La consigliera nazionale, Valentina Prisciandaro, componente del comitato scientifico, ha partecipato alla presentazione della VII edizione dell’Indice regionale sul maltrattamento e la cura all’infanzia promosso da Cesvi dedicato quest’anno al tema della povertà relazionale. Con il Cesvi il Cnoas ha appena siglato un protocollo che alleghiamo.

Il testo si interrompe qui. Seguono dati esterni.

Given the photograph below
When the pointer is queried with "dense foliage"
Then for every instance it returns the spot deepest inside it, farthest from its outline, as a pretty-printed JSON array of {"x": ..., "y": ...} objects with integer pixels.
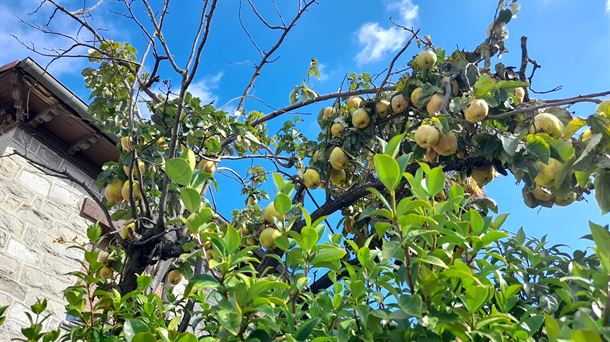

“I dati presentati – dice Prisciandaro – ci ricordano che non basta riconoscere l’esistenza del problema: occorre agire sulle sue cause. Parlare di povertà relazionale senza investire in modo significativo nei servizi territoriali rischia di essere come descrivere un incendio continuando a discutere della qualità del fumo. Il punto non è solo osservare il fenomeno, ma intervenire sulle condizioni che lo alimentano. Le testimonianze di bambini e adolescenti hanno raccontato quartieri privi di opportunità, spazi pubblici degradati, isolamento sociale, difficoltà economiche e carenza di figure adulte di riferimento. Sono realtà che noi assistenti sociali conosciamo benissimo e sono segnali che interrogano direttamente le istituzioni. Se la povertà relazionale è una crepa nel tessuto sociale, non basta monitorarla: bisogna risanarla. Da assistenti sociali sappiamo che la prevenzione si realizza con la presenza – conclude – Servono professionisti, équipe multidisciplinari, centri educativi, interventi domiciliari, sostegno alle famiglie, politiche abitative, contrasto alla povertà e investimenti nei contesti di vita delle persone”.